For me the reason was too small cooler on my CPU. The CPU isn’t even the strongest (i5 8600k) but installing one of the largest coolers (NH-D15) solved the problem.
Before getting a large cooler the PC rebooted only with Overwatch. Sometimes once a day. Sometimes every 10 minutes. I tried to change all possible system settings, checked for loose cables, disassembled/reassembled the whole PC a few times. Tried it with 3 different PSUs, checked the wall socket with a tester. And it was simply the CPU cooler.
None of the temperature sensors shown extreme values (a possible reason is inaccurate temp sensors) and the overheating part can be something close the CPU on the motherboard without any temperature sensors. Most cheap PC cases have terrible airflow even with good fans so in case of strong components it’s better to leave the case open. Since I hate dusty/noisy open cases I bought a better one installed some good fans.
That stupid problem that causes hardware to overheat is often a sign of optimized code that can make use of various parts of the hardware (cpu, memory, gpu) in parallel without long/frequent interruptions. That of course consumes more power and generates more heat.
Today most CPUs are multi-core (my i5 8600k has 6 cores) and a game that can use only 1 or 2 cores continuously most of the time will of course generate much less CPU heat than another game that can scale to all cores. Most PC software (including games) can still use only a couple fixed number of cores.
If something overheats then it is never the fault fault of a game even if some other games don’t overheat the same piece of hardware. It’s the user’s responsibility to configure the hardware and the system in a way that makes it impossible for a running program (game or anything else) to crash the PC even if it makes use of all resources that have been made available to the app. (Those resources can be limited with over-/under-clock settings, video driver settings, in-game video settings, etc… unless you have a hardware or driver bug).

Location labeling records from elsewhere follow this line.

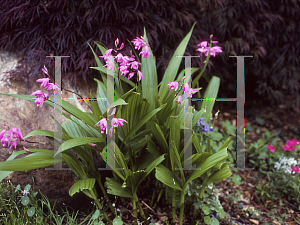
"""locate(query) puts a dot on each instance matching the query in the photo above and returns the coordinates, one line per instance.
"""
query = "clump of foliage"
(265, 29)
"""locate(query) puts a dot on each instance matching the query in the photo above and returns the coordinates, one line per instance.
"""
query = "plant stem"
(154, 191)
(98, 178)
(181, 207)
(173, 204)
(134, 211)
(158, 198)
(142, 212)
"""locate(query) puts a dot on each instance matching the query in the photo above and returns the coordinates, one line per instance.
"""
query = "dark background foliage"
(266, 29)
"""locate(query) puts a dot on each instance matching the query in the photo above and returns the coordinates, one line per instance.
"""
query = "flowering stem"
(79, 96)
(134, 211)
(181, 207)
(173, 204)
(98, 178)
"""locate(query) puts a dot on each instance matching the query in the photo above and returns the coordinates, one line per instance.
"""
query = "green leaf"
(220, 175)
(159, 136)
(165, 176)
(152, 148)
(76, 166)
(78, 142)
(172, 69)
(41, 158)
(87, 183)
(142, 122)
(120, 101)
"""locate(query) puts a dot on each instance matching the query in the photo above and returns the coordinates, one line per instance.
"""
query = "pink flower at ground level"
(295, 169)
(45, 81)
(139, 42)
(145, 52)
(92, 144)
(295, 142)
(271, 148)
(173, 85)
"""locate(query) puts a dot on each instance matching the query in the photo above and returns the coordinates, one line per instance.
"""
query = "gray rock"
(26, 116)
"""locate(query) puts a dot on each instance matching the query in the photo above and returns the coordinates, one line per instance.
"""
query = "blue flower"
(205, 128)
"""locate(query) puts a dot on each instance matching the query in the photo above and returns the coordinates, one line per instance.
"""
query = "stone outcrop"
(26, 116)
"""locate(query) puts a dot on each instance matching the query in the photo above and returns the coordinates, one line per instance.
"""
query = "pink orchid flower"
(135, 65)
(295, 142)
(45, 82)
(92, 144)
(5, 141)
(45, 70)
(290, 145)
(179, 100)
(139, 42)
(26, 148)
(140, 75)
(295, 169)
(2, 133)
(190, 91)
(15, 133)
(173, 85)
(102, 124)
(271, 148)
(145, 52)
(130, 75)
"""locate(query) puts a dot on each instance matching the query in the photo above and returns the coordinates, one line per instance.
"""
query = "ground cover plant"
(208, 206)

Pro/serious gaming hardware uses much more power, it’s much more difficult to cool, more prone to overheating and it’s usually more buggy because of using cutting edge hardware/driver while the mid/low-end hardware is usually another iteration over the previous well tested generations with some additional hardware/driver improvements that further reduces their power consumption and heat generation. But this doesn’t mean that people can drive them to their limits with the worst cooler closed into a bad PC case that has no airflow and acts as a torture chamber in terms of heat. People really like to skimp on things like cooler, PSU and PC case.